I've searched some previous answers about this, but I want to know one thing more about it.
This is the test data:
df = pd.DataFrame({"a":[2,3,4,5,6,8],"b":[3,4,np.nan,6,111,22], "c" : [2,3,4,5, 777,1]})
And this is the one I'm working with to check if the value is outliers per column
def check_outliers(df, domain_list):
outlier_column = []
for domain in domain_list:
Q1 = df[domain].quantile(0.25)
Q3 = df[domain].quantile(0.75)
IQR = Q3 - Q1
min_v = Q1 - (1.5 * IQR)
max_v = Q3 + (1.5 * IQR)
df["No_outliers_"+domain] = np.where(np.isnan(df[domain]),"-",np.where((df[domain] >= min_v) & (df[domain] <= max_v), "O",domain))

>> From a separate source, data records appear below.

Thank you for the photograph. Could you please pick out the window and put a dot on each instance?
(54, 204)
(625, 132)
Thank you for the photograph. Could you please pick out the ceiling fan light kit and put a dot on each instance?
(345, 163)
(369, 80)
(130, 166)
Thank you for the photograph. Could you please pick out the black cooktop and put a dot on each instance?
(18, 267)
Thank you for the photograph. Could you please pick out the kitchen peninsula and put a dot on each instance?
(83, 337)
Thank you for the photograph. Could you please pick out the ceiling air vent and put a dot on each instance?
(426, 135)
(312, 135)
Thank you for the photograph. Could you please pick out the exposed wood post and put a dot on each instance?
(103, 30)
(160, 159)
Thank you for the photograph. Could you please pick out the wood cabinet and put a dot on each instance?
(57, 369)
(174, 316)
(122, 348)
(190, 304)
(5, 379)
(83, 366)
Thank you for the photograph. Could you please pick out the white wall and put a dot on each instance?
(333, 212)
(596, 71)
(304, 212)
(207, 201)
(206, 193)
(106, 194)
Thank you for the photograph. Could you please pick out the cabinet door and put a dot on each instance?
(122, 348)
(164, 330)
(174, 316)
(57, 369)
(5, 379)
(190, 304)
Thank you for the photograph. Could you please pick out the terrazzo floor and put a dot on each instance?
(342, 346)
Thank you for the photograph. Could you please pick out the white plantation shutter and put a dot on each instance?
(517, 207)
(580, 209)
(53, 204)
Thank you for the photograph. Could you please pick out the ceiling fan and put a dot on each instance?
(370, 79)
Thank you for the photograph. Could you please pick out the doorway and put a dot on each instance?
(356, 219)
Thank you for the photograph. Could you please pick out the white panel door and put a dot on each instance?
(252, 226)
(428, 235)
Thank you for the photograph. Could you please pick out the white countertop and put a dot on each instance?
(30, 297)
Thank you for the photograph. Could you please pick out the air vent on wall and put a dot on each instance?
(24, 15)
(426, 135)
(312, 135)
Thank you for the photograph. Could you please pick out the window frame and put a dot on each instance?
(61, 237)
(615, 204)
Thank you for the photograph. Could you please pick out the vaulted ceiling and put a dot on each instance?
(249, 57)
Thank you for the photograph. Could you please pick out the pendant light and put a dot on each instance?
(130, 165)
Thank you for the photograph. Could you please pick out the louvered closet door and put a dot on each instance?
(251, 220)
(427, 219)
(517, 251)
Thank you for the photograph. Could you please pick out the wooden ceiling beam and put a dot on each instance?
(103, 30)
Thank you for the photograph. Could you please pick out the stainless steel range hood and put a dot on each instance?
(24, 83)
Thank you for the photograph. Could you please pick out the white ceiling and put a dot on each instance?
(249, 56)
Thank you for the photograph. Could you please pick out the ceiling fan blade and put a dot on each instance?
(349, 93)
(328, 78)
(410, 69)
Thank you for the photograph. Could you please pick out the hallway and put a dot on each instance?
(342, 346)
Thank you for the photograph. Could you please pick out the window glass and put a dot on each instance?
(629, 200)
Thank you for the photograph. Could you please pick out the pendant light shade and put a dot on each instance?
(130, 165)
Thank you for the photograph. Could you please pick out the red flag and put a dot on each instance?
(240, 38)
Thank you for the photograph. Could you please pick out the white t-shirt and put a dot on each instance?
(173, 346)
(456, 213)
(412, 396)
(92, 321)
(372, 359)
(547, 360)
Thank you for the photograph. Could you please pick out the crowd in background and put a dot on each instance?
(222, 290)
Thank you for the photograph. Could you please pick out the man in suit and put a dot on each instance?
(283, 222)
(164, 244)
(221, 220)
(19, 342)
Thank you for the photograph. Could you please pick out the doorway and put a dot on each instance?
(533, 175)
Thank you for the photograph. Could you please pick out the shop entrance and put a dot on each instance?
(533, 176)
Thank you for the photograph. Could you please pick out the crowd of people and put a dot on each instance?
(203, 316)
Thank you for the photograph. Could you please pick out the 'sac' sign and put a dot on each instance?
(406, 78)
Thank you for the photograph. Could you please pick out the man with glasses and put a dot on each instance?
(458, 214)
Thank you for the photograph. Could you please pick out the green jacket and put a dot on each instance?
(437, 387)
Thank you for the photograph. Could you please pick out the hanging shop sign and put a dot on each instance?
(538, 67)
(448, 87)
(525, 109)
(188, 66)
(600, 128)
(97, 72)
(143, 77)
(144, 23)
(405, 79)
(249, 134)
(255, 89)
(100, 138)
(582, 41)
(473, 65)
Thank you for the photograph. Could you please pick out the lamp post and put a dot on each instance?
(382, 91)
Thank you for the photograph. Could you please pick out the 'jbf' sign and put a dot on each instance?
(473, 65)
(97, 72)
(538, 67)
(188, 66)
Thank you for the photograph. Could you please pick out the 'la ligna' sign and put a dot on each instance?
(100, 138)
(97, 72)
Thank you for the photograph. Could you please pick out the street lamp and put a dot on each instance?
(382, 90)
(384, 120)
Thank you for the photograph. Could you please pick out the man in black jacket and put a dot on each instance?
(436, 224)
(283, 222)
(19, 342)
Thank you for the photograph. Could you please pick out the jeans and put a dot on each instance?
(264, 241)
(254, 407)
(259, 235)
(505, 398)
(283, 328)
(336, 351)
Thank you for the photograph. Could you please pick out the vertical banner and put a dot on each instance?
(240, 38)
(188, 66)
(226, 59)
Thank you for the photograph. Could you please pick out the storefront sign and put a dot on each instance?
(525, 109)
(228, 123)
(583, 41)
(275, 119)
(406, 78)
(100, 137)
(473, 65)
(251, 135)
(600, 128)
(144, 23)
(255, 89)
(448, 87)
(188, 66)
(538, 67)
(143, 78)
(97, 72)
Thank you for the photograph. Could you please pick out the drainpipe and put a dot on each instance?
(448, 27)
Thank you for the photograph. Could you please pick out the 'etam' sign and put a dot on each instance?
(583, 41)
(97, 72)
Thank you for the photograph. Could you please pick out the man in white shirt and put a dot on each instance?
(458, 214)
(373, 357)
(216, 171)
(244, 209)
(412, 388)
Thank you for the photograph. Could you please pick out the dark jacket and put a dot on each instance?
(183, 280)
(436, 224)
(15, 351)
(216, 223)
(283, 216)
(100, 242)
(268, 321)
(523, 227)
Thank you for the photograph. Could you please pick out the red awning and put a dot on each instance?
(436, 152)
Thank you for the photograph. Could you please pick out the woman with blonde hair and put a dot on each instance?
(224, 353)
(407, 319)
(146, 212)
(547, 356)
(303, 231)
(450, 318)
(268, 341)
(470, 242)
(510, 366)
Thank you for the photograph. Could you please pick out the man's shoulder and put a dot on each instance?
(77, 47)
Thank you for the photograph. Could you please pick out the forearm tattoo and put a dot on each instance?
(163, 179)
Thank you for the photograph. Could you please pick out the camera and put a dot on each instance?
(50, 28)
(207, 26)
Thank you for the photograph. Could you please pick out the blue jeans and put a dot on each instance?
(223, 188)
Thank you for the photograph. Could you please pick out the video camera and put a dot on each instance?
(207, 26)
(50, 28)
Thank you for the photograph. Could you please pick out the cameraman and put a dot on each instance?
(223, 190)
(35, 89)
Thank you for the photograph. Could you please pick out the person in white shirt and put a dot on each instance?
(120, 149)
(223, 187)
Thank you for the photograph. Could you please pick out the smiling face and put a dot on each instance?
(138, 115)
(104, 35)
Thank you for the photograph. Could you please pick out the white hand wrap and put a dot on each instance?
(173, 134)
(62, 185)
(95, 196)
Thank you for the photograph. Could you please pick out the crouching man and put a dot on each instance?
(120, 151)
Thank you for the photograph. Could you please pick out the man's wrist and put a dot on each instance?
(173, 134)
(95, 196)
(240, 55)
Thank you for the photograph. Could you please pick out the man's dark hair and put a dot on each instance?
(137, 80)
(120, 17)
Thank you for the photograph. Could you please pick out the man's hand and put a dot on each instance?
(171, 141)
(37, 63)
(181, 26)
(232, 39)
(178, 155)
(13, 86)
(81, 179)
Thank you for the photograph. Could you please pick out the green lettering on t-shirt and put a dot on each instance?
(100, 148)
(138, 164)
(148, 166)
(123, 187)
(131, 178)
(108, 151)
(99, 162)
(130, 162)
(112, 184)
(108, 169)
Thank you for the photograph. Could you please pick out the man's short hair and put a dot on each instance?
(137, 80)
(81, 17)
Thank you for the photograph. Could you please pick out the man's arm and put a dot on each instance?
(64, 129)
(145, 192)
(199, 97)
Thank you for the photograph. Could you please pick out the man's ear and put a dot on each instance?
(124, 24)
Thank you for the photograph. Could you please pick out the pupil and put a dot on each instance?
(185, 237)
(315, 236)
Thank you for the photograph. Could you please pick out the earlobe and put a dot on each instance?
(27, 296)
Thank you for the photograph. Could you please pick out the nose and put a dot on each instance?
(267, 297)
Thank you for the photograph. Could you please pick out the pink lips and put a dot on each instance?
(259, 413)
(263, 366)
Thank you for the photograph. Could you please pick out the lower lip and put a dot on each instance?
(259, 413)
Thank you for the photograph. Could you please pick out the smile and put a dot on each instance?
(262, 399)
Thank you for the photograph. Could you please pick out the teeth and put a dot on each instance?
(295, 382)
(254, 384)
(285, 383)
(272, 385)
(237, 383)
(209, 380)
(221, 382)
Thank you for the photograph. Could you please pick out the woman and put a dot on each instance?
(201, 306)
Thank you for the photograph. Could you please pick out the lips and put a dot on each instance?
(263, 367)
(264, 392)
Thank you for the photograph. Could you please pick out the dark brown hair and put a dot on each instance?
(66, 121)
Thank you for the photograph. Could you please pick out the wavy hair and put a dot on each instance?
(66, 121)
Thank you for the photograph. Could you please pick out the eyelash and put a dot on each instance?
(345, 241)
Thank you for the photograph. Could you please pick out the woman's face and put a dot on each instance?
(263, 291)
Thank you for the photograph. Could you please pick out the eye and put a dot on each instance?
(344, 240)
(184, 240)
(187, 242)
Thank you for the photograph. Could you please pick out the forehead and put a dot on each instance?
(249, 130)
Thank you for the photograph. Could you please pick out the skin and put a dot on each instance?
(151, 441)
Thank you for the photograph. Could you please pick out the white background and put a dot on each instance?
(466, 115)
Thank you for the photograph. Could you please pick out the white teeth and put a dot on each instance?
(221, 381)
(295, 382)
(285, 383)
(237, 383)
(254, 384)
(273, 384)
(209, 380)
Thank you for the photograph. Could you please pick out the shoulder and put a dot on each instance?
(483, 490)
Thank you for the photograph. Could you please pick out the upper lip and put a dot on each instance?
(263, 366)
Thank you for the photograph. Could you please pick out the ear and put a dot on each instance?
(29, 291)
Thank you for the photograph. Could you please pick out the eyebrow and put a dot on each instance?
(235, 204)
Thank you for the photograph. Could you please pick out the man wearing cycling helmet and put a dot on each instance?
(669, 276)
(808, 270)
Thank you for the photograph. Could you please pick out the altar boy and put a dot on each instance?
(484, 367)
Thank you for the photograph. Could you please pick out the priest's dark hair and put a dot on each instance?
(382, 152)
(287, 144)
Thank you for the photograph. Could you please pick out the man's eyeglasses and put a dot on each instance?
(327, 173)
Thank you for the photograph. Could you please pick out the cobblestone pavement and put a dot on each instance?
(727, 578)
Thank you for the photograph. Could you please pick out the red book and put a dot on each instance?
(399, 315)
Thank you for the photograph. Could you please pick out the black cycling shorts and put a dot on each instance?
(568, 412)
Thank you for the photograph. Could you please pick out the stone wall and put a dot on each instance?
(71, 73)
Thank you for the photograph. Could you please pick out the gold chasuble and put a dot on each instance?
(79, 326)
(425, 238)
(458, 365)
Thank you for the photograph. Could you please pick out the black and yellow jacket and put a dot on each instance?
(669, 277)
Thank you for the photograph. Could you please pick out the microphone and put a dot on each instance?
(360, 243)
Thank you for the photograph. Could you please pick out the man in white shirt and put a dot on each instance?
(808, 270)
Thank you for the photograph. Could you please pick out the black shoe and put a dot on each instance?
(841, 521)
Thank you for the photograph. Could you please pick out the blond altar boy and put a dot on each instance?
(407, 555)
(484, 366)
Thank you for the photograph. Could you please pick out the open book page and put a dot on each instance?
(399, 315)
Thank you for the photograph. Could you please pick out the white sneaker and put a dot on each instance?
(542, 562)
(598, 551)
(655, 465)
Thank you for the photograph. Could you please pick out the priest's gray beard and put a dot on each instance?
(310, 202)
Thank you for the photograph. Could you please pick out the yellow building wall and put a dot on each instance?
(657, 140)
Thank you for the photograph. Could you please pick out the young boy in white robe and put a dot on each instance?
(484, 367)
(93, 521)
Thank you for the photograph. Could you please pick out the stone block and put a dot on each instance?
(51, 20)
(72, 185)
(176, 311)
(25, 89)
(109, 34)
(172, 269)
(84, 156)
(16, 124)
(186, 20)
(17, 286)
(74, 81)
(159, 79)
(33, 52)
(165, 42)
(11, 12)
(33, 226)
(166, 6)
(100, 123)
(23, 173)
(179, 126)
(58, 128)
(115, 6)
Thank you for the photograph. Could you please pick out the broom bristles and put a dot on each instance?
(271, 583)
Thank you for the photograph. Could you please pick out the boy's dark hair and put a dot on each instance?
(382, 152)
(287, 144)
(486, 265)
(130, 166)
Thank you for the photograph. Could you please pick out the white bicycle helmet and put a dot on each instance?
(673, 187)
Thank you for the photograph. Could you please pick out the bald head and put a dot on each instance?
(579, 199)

outlier_column.append("No_outliers_"+domain)
#df["No_outliers"] = np.where()
df = df.drop(outlier_column, axis=1)
return df
df = check_outliers(df,["a","b","c"])
I see that many recommends to use np.where or np.select for this, but what I want to know more is that dealing with multiple columns for the condition.
I want to make "No_outliers" column which contains the column names if the value of the column is an outlier. Also "-" for marking np.nan value.
So it should have "No_outliers" : ["","","b","","b, c",""] since 111 in column "b" and 777 in column "c" would be an outlier in each column.
I think I can use .any() here but I couldn't. I must have used it in a wrong way.
Hope you can help me with this.
Thank you!